Kenapa sekolah-sekolah jarang memberikan kemerdekaan kepada para peserta didik untuk mengeksplorasi lingkungan dan habitat mereka sendiri? Jika pun dilakukan biasanya selalu dilengkapi oleh prasyarat dengan memperbanyak menggunakan kata: “jangan ini, jangan itu!” Sekolah tidak harus memposisikan diri mereka sebagai kerangkeng dan jeruji besi bagi peserta didik. Dunia pendidikan tidak memerlukan kebijakan klise apalagi mengada-ada, melainkan menghadirkan karakter alamiah seluruh warga sekolah. 

 

Para pengajar harus memahami bagaimana alam ini bekerja. Misalnya alam telah menyiapkan seluruh rumus dalam kehidupan, bahkan benar-benar dapat dipahami oleh akal sehat. Pendidikan klise akan jarang melahirkan manusia yang melejit potensinya dan sesuai dengan kondisi alamiah mereka. Silakan, tanya kepada beberapa peserta didik: untuk apa kamu belajar? Karena telah diberikan cara dan metode klise, rata-rata jawaban mereka adalah “untuk mendapatkan ijazah, bekerja, dan seterusnya”. Ya, harus saya akui, diri saya dan teman-teman satu angkatan juga mungkin merupakan produk dari pendidikan klise ini.

 

Kita dituntut untuk menciptakondisikan sekolah agar selaras dengan alam dan bekerja sesuai dengan rumus-rumus alamiah.
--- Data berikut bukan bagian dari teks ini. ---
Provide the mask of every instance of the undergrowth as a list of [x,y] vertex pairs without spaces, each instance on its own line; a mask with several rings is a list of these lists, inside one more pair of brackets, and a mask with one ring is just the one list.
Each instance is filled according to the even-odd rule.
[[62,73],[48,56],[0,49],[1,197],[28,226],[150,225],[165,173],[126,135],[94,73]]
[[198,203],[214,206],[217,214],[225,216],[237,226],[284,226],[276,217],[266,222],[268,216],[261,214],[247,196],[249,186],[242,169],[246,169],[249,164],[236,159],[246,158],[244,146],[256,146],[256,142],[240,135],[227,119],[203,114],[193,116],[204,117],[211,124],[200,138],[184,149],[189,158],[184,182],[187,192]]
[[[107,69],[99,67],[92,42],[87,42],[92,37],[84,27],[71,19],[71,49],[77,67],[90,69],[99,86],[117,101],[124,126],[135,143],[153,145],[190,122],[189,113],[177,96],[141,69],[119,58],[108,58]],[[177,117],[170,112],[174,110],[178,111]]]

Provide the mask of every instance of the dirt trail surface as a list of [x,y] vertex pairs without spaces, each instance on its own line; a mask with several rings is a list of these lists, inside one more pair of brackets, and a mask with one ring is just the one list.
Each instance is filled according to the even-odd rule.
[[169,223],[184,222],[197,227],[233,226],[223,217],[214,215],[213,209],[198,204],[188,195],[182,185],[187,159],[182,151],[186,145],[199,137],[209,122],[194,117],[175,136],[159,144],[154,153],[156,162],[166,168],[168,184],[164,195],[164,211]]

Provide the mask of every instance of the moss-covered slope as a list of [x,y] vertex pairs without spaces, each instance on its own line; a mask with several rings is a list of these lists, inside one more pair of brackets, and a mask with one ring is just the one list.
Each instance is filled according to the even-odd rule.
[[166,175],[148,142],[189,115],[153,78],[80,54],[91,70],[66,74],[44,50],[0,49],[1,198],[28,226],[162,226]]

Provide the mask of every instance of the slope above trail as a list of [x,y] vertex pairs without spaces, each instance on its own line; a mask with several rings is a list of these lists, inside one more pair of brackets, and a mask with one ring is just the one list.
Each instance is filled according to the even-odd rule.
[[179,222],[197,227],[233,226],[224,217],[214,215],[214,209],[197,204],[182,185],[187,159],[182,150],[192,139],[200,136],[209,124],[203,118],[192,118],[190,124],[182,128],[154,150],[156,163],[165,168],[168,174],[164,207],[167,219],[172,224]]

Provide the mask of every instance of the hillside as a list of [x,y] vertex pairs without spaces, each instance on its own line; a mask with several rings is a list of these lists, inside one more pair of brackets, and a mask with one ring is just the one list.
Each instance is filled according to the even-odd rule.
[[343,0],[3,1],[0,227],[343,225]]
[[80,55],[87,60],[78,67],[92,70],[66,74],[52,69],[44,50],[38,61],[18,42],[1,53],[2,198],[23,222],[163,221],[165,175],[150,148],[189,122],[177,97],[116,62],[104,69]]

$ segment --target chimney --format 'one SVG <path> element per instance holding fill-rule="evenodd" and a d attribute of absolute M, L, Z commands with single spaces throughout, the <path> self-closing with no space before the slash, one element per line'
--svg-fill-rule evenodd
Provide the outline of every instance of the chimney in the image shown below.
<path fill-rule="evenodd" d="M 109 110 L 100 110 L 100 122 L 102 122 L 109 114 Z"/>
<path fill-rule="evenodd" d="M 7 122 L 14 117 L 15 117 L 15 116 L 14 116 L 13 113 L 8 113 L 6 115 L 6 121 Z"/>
Paling tidak sekolah harus lebih sering memperhatikan dan mengobservasi melalui perbandingan-perbandingan situasi. Bandingkan kondisi para peserta didik di saat sekolah menyelenggarakan kegiatan pentas dan gelar seni dengan kondisi keseharian di sela-sela jam kegiatan pembelajaran. 

 

Situasi dan kondisi yang memberikan kemerdekaan berekspresi justru lebih dipilih oleh para siswa daripada mereka harus berlama-lama mendekam di dalam ruang belajar, duduk di atas bangku keras terbuat dari kayu dan dibatasi oleh tembok-tembok kokoh dan rapat. Kita sebaiknya mengingat apa yang dikatakan oleh Lee Kwan Yew: karut-marut tata kelola dan lingkungan yang dipenuhi oleh dinding beton secara perlahan akan merusak mental manusia.